--Short Explanation:
I have to say I am going crazy with this problem as it does not give me the same as the suggested solution in the book:
Problem:
$y''-7y'+10y=9\cos{t}+7\sin{t}$
$y(0)=5$, $y'(0)=-4$
--Long Explanation
So, I've been trying over and over, and then I surrendered and tried finding the solution online, I did find a solution on a website called openstudy.com, this solution gives exactly the same as in the book answers but I am just not following it, here is what I found:
\begin{align} y''-7y'+10y &=9\cos t+7\sin t\qquad y(0)=5, y'(0)=-4\\ s^2Y-sy(0)-y'(0)-7(sY-y(0))+10Y &=\frac{9s}{s^2+1}+\frac7{s^2+1}\\ s^2Y-7sY+10Y-5s+4+35 &=\frac{9s+7}{s^2+1}\\ (s^2-7s+10)Y(s) &=\frac{9s+7}{s^2+1}+5s-39\\ (s^2-7s+10)Y(s) &=\frac{9s+7+5s(s^2+1)-39(s^2+1)}{s^2+1}\\ (s^2-7s+10)Y(s) &=\frac{9s+7+5s^3+1+5s-39s^2-39}{s^2+1}\\ (s-5)(s-2)Y(s) &=\frac{5s^3-39s^2+14s-32}{s^2+1}\\ Y(s) &=\frac{5s^3-39s^2+14s-32}{(s-5)(s-2)(s^2+1)} \end{align}
\begin{align} Y(s) &=\frac{5s^3-39s^2+14s-32}{(s-5)(s-2)(s^2+1)}=\frac{A}{s-5}+\frac{B}{s-2}+\frac{Cs+D}{s^2+1} \\ & A(s-2)(s^2+1)+B(s-5)(s^2+1)+(Cs+D)(s-2)(s-5) \\ &=A(s^3-2s^2+s-2)+B(s^3-5s^2+s-5)+(Cs+D)(s^2-7s+10) \\ &=(A+B)s^3+(-2A-5B)s^2+(A+B)s+(-2A-5B)+(Cs^3+(-7C+D)s^2+(10C-7D)s+10D) \\ &=(A+B+C)s^3-(2A+5B+7C-D)s^2+(A+B+10C-7D)s-(2A+5B+10D) \end{align}
hence we get:$$A+B+C=5\\2A+5B+7C-D=39\\A+B+10C-7D=14\\2A+5B+10D=32$$taking the difference between the second and fourth we get:$$7C-11D=7$$and the first and third gets us:$$9C-7D=9$$eliminating between these two yields (C=1,D=0) and from this we find:$$A+B=4\\2A+5B=32$$hence (A=-4,B=8) and ultimately we conclude:$$Y(s)=-\frac4{s-5}+\frac8{s-2}+\frac{s}{s^2+1}$$
--What I do not understand
Just right before "hence we get:"
\begin{align} & (A+B)s^3+(-2A-5B)s^2+(A+B)s+(-2A-5B)+(Cs^3+(-7C+D)s^2+(10C-7D)s+10D) \\ &=(A+B+C)s^3-(2A+5B+7C-D)s^2 +(A+B+10C-7D)s -(2A+5B+10D) \end{align}
How the heck did that $+10D$ just turned into a $-10D$?, am I just forgetting something?.
Now if this solution is wrong, then how do I go into obtaining the same result, I obtain something completely different.
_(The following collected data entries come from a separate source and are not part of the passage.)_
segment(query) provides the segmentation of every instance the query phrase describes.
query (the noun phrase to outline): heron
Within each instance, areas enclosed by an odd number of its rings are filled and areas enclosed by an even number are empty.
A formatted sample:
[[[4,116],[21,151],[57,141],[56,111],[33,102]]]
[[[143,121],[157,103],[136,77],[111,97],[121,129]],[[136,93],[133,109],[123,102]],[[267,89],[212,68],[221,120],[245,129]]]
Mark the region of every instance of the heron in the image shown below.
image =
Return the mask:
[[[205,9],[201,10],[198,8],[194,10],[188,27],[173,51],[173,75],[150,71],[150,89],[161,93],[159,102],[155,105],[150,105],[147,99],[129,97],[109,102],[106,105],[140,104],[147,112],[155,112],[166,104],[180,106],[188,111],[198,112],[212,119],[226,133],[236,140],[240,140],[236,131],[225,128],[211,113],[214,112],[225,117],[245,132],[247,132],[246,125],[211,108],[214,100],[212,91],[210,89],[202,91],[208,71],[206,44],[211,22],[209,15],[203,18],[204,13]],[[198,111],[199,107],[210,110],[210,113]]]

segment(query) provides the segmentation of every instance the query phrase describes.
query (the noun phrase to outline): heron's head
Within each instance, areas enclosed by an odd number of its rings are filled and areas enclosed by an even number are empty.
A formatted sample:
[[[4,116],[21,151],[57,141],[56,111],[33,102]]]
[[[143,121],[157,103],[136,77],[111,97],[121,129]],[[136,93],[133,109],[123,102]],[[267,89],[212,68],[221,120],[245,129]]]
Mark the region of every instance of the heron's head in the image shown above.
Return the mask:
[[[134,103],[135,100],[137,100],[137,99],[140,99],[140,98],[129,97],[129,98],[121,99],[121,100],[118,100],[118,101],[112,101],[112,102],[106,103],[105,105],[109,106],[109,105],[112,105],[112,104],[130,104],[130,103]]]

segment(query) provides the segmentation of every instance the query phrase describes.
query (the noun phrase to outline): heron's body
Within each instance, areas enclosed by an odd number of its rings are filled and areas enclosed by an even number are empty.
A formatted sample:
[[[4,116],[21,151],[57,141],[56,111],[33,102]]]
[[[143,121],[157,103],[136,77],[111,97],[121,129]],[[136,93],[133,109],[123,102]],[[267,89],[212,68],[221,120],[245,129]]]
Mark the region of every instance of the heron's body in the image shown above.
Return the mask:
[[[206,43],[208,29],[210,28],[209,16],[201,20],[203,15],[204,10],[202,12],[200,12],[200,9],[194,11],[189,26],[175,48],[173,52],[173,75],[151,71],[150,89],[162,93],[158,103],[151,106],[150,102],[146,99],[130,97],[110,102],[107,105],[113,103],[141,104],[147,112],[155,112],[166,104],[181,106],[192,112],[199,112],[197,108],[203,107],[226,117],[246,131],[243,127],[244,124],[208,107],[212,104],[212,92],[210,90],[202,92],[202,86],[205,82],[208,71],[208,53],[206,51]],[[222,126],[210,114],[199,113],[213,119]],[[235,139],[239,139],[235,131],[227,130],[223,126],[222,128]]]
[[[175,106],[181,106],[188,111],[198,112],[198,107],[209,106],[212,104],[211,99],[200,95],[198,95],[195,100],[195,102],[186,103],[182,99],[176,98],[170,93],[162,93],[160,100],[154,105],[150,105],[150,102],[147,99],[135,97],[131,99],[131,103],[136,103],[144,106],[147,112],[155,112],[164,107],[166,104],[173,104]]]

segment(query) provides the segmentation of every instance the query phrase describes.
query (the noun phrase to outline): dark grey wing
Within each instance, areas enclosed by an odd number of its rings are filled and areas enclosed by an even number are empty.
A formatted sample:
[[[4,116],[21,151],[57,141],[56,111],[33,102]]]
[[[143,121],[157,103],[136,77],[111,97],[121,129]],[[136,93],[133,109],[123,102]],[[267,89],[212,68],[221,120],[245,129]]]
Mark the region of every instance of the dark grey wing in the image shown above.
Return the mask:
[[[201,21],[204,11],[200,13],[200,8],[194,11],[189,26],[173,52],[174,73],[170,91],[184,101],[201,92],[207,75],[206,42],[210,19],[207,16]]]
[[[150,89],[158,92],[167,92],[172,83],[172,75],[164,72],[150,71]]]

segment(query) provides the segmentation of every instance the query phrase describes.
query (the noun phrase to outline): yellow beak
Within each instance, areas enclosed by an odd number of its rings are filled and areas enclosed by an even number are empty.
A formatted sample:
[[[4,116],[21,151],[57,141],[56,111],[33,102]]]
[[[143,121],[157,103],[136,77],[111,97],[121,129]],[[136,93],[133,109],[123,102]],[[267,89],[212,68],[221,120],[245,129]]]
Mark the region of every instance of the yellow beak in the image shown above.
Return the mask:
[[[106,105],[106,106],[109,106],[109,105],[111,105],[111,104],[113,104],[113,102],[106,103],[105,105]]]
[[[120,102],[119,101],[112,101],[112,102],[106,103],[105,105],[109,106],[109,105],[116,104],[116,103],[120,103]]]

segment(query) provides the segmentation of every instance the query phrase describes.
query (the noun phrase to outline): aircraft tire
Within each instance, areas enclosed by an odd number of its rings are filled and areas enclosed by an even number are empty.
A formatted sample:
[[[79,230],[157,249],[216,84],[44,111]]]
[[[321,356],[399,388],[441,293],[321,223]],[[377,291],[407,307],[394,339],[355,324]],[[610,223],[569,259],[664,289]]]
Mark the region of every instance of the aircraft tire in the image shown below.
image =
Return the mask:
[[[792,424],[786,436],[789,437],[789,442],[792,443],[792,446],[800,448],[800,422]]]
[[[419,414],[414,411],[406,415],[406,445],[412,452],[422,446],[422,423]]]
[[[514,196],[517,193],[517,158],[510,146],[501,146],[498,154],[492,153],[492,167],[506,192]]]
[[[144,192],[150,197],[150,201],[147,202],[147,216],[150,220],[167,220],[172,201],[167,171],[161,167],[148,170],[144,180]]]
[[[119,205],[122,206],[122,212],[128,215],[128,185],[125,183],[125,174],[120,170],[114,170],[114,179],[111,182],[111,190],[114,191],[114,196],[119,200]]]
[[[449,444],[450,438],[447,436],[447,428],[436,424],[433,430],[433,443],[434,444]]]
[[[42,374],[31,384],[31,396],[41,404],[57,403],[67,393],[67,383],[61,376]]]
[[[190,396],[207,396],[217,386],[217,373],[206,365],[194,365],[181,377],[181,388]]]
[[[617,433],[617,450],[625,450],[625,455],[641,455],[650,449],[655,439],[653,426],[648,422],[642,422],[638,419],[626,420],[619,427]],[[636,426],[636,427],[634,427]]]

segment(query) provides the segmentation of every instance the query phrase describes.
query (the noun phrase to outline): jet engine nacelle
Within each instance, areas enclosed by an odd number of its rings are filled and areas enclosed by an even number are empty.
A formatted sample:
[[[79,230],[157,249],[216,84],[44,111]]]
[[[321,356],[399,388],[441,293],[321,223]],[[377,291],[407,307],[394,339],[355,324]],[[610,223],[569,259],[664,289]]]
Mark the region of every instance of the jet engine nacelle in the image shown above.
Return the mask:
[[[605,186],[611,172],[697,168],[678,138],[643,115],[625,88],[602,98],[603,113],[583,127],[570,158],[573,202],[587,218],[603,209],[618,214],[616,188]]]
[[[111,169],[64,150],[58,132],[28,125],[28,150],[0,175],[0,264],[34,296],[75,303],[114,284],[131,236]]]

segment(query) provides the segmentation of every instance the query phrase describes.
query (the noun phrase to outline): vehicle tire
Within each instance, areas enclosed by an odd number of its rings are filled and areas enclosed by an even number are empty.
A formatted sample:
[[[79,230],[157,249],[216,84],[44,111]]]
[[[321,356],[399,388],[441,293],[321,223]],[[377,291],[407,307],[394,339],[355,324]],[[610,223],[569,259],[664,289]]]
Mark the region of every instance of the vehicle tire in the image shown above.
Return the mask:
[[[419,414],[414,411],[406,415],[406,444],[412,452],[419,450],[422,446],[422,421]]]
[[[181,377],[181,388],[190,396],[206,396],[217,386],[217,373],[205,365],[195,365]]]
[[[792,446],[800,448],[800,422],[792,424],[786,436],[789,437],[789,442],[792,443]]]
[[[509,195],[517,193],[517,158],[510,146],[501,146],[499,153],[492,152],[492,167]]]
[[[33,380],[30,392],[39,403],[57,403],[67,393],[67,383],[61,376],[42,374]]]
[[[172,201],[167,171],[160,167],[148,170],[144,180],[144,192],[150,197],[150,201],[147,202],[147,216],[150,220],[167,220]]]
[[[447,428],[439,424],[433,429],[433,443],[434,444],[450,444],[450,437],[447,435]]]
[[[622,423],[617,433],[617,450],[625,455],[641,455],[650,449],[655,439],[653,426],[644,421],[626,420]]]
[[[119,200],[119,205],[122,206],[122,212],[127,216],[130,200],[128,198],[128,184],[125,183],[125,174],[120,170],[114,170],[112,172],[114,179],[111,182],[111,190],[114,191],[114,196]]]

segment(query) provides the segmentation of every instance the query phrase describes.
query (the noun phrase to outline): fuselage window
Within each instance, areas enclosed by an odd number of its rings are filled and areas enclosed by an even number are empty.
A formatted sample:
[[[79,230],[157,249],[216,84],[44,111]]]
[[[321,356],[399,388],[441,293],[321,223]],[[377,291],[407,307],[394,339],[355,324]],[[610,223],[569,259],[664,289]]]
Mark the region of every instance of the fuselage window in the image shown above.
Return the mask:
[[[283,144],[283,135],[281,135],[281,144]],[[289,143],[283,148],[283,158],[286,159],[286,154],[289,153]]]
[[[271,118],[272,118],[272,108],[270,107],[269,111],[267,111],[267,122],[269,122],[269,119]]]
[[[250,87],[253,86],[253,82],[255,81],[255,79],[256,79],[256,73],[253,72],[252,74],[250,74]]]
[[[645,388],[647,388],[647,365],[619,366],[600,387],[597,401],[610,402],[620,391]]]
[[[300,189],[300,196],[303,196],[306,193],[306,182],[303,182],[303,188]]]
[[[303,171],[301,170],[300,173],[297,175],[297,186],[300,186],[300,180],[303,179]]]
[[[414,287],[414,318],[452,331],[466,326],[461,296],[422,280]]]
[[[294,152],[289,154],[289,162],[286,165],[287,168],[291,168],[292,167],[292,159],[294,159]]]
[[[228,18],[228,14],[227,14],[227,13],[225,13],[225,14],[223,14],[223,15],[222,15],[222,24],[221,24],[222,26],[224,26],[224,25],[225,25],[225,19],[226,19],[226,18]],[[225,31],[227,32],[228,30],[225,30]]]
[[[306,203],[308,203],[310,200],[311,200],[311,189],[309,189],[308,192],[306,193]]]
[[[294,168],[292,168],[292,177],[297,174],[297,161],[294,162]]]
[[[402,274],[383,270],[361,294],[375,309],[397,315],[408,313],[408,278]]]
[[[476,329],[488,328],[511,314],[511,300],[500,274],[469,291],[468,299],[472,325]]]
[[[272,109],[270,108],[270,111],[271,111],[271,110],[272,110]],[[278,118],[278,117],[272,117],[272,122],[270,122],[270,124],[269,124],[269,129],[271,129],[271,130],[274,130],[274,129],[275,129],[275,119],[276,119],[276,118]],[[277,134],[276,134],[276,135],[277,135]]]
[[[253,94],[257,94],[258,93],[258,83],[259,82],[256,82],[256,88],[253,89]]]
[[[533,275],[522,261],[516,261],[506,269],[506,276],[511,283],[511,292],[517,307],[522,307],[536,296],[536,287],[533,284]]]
Is the book wrong?
Thank you so much, really.
Ok ... so put the sign back in $2A + 5B - 10D = 32$ and follow the algebra through. The result remains unchanged because $D = 0$, the only value for which $D = -D$.
Hence this 'published' solution is incorrect in that detail, even though the final answer stands.